The ill-effects of smoking in general have been talked about since a long long time. However, India’s health Ministry must seek to first understand why are smokers changing their smoking behaviour, why inspite of stronger advocacy, desired results in the direction are not evidently visible. The Indian Council of Medical Research brought out a white paper on e-cigarettes, but why have we as a nation gone mild on traditional cigarettes, on local outlets which sell cigarettes, beedis and also those who mix them with different forms of drugs. Imagine you go to a local store and can purchase alcohol and traditional cigarettes and are stopped from purchasing e-cigarettes alone. The carcinogenic potential of nicotine products is well established and not one would wish to contest that. It would make complete sense to consider a complete ban on cigarettes in all forms, shut down all industries including the tobacco majors and then celebrate.

The case in point from a policy narrative would be hundred and thousands who would lose their job if these industries go of, if beedi industries are shut, the economy would start to shake. My solution would be rehabilitating all those from those industries into clerical jobs, flagship programmes like Make in India, employ them as village level field-facilitators in healthcare and give them micro-credits to start their own local initiatives. This would be a bold step which is legacy leaving.

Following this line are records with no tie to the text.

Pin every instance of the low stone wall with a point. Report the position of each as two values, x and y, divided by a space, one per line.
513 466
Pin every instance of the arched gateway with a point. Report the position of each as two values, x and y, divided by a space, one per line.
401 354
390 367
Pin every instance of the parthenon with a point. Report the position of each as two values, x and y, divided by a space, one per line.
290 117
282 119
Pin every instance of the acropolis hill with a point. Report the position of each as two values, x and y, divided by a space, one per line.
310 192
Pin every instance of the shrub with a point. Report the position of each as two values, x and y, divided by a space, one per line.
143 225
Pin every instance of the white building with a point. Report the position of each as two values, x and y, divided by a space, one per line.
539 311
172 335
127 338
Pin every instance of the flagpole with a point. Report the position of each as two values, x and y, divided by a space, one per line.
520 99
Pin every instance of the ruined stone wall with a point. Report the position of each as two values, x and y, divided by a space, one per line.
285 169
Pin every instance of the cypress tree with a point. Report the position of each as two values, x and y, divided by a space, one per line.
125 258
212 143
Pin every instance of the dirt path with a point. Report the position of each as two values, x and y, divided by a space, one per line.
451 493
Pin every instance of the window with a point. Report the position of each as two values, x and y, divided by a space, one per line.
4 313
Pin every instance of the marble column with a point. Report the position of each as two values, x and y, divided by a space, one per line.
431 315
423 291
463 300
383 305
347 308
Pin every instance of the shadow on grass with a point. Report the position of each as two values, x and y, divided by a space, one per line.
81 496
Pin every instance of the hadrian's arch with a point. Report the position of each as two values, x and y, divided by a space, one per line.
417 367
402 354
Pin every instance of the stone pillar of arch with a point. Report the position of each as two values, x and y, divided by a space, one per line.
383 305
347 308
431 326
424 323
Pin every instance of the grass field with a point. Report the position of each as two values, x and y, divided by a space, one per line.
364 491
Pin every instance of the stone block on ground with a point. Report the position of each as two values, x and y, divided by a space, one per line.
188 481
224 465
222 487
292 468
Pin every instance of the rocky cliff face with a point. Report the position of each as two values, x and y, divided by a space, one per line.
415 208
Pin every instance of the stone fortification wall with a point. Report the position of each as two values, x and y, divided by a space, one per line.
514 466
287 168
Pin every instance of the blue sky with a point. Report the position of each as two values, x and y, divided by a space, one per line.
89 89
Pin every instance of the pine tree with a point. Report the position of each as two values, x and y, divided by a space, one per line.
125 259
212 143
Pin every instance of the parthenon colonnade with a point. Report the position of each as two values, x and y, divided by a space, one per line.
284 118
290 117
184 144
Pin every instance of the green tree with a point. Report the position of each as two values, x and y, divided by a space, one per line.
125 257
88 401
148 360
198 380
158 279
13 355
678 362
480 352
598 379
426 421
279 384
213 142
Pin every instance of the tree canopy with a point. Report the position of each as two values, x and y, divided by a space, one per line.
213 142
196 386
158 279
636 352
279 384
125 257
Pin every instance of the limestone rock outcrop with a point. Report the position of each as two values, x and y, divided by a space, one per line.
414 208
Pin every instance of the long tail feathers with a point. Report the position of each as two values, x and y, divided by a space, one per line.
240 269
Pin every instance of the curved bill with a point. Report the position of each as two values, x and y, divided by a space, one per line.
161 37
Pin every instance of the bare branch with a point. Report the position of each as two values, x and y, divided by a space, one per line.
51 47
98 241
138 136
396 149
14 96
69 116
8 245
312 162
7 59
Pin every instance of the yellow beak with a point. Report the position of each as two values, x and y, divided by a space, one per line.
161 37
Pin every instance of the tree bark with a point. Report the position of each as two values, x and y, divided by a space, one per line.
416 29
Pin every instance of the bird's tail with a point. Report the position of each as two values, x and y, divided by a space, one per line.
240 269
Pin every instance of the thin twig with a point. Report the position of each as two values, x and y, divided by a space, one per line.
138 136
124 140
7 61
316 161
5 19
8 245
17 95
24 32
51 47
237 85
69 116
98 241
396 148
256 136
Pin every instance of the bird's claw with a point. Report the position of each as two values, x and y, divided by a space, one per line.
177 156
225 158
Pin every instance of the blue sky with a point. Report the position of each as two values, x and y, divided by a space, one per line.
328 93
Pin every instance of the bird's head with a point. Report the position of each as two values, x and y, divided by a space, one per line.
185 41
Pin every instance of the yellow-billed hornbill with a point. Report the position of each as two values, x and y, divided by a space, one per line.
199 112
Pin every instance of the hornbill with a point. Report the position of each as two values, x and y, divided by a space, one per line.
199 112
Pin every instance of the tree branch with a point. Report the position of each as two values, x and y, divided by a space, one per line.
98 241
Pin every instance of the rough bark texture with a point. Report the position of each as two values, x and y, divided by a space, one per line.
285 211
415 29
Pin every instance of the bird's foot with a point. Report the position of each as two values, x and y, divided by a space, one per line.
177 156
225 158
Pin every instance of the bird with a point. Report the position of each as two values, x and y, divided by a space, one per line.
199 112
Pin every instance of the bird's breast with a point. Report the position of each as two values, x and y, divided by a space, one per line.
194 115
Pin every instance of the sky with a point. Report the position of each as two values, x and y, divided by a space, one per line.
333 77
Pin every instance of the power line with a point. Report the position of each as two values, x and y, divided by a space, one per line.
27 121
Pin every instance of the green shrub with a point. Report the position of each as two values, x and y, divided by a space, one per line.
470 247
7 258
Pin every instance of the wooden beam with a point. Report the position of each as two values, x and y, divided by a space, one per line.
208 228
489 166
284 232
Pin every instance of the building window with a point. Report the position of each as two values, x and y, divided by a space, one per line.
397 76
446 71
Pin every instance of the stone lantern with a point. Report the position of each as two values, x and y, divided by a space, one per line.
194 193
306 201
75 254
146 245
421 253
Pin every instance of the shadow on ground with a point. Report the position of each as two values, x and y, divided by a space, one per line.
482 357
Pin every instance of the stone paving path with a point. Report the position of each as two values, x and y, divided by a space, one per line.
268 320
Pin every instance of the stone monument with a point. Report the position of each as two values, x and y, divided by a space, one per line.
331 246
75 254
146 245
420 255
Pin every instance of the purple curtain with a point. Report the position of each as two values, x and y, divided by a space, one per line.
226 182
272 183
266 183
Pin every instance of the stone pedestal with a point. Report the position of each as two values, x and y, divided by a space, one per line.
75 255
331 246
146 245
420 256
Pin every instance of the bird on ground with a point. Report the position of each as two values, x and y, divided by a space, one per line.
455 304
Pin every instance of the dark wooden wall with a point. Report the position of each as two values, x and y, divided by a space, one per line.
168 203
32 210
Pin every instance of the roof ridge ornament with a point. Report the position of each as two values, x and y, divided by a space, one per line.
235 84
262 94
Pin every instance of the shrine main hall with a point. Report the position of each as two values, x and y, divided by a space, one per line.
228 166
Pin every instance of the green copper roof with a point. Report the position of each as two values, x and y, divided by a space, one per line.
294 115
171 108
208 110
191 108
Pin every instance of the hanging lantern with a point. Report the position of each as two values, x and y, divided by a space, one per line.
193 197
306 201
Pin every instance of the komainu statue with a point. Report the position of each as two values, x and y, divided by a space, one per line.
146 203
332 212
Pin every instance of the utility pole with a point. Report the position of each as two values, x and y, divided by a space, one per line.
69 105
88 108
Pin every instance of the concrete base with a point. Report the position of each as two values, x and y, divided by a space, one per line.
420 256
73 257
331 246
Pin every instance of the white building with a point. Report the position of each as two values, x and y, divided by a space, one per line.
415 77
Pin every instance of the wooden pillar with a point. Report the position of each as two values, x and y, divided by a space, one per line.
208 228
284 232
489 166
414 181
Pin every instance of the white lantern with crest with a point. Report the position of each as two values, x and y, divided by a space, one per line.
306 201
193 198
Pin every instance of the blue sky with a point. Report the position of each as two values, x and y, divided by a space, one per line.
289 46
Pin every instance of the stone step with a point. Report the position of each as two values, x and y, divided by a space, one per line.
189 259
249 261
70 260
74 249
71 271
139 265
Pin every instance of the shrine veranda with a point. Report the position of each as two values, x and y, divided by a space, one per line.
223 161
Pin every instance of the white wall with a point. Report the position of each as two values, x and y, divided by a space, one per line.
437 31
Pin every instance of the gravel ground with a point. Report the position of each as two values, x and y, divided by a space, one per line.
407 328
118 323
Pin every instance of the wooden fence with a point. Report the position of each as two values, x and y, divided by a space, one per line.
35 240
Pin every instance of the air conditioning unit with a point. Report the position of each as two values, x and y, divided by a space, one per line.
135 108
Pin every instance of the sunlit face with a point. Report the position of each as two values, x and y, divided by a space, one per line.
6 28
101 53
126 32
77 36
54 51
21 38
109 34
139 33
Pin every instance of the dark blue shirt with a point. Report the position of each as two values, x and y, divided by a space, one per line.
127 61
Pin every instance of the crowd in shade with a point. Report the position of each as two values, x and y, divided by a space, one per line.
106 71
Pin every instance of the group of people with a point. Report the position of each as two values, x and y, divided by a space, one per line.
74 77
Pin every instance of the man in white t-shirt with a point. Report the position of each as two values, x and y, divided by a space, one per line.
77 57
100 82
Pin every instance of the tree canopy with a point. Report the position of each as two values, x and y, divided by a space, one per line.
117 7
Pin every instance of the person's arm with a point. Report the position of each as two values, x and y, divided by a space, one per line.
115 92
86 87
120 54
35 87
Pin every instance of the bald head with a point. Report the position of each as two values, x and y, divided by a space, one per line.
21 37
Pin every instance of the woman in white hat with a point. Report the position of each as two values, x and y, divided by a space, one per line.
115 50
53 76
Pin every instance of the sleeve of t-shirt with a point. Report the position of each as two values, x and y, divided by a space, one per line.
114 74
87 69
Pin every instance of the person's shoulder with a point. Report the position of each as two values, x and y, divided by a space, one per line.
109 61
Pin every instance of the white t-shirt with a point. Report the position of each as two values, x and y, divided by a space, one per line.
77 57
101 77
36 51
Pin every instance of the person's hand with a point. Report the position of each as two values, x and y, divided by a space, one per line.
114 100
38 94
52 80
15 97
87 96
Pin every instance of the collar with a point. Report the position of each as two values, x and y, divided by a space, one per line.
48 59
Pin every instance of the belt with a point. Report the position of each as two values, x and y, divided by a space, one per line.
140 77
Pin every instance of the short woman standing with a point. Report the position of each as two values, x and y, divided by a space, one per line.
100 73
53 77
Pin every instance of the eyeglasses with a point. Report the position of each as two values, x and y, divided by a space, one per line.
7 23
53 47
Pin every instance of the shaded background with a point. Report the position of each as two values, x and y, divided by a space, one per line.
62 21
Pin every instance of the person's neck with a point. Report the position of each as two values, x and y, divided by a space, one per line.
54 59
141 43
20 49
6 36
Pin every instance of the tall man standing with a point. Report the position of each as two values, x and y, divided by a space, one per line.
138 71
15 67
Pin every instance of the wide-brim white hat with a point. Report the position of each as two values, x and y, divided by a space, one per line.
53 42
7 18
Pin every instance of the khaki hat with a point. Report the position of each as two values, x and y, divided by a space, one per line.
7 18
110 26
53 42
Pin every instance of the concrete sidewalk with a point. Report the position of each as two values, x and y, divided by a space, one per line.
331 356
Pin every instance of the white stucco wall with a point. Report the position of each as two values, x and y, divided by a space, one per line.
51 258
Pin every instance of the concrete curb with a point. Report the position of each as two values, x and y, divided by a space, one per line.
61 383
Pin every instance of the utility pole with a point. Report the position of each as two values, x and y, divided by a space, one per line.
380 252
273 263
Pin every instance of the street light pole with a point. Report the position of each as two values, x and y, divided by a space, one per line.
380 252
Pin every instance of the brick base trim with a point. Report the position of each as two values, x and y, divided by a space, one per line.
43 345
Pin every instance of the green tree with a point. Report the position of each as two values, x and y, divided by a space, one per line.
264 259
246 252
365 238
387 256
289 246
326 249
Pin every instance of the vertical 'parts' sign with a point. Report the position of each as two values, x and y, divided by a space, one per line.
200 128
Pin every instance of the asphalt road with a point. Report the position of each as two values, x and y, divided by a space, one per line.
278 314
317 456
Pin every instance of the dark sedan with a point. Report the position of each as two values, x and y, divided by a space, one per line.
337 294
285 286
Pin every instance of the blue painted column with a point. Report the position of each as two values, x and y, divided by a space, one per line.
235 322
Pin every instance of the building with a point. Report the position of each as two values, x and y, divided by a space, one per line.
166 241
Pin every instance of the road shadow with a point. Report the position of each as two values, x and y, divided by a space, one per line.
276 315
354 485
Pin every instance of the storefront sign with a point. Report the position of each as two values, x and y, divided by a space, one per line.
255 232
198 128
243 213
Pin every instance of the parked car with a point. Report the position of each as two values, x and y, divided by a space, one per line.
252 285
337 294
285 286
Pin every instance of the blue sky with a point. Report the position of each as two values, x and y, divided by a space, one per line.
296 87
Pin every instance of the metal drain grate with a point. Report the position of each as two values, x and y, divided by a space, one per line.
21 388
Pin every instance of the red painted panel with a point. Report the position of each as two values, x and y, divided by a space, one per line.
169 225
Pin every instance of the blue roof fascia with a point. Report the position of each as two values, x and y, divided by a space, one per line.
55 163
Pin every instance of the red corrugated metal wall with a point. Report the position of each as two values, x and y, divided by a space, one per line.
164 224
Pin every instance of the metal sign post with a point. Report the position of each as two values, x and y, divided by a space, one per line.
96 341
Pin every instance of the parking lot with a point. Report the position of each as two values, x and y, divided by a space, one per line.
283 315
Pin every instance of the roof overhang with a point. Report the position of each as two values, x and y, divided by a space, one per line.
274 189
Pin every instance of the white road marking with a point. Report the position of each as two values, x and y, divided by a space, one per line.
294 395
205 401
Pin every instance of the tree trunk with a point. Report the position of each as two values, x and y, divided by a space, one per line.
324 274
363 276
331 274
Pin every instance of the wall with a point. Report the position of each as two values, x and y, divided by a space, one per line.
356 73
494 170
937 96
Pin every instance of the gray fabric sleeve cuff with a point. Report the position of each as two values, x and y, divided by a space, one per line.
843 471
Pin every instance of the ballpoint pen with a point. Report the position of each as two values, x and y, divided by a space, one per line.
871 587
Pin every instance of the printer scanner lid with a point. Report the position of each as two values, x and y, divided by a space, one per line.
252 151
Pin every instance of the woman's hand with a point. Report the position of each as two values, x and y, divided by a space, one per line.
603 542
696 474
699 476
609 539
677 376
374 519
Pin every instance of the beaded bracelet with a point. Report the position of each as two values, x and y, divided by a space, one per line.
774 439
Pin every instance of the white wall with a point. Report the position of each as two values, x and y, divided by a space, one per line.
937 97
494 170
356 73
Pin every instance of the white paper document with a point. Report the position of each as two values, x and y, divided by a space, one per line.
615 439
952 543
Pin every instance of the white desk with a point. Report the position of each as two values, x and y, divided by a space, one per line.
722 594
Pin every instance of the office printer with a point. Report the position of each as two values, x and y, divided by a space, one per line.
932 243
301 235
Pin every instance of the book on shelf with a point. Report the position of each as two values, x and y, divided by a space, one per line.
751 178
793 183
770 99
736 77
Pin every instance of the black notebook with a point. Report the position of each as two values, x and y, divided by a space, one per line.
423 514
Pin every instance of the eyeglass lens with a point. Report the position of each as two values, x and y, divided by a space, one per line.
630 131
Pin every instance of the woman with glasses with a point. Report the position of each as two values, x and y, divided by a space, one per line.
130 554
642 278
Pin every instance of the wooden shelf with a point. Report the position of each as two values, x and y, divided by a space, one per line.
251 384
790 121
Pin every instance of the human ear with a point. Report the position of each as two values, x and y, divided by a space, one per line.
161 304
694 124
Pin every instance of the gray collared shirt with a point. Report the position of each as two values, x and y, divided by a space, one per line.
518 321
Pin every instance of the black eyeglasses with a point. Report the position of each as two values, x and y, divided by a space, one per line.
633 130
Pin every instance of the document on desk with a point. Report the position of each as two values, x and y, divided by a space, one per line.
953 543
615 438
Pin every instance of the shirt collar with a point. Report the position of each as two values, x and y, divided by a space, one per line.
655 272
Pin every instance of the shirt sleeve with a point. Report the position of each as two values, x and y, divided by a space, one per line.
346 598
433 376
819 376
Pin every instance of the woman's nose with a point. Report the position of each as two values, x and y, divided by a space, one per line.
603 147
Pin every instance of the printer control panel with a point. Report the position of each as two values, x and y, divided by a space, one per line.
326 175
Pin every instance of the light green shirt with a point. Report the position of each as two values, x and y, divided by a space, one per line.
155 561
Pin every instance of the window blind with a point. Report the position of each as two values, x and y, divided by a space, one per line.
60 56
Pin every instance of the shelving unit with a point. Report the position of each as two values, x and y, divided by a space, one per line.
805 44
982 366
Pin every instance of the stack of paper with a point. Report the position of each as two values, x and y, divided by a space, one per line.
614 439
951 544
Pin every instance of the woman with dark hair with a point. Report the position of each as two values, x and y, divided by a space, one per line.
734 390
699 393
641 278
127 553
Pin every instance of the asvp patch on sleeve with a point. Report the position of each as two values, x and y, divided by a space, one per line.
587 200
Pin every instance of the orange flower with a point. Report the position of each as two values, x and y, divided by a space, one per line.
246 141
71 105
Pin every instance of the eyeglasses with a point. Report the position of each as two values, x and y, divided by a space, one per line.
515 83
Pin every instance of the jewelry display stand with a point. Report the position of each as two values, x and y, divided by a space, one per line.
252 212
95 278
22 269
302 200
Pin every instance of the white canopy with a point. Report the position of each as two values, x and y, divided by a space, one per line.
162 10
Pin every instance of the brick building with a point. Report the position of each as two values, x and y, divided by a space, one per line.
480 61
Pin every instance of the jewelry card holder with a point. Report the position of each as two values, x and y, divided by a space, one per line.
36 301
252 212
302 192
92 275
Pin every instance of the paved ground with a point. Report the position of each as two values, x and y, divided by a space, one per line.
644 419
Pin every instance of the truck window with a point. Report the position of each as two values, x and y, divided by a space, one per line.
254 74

Having been a participating actor in the medical profession, it is ironical that a lot of doctors I know smoke heavily and also give advice to their patients on why they must quit smoking. A community that is supposed to protect others slowly is losing itself.  Must we then target our focus on behaviour change counselling and incentivise those who quit smoking to begin with?

Being in the medical profession, I have seen people live and die on a daily basis, those who acquire oral cancer often never go back from the same doors that they enter the hospital from. Why must ordinary, average citizen suffer this way for an ancient idea gone wrong in their life when they first picked up the beedi or the cigarette.

The mood of the nation with this ban on e-cigarettes is epic. For India’s health ministry this represents an opportunity to do more, this echoes the sentiments of a billion beats, this magnifies the very cause of why this mission must be made personal.

In the fullness of time and for the powers that be, may their conscience dictate further.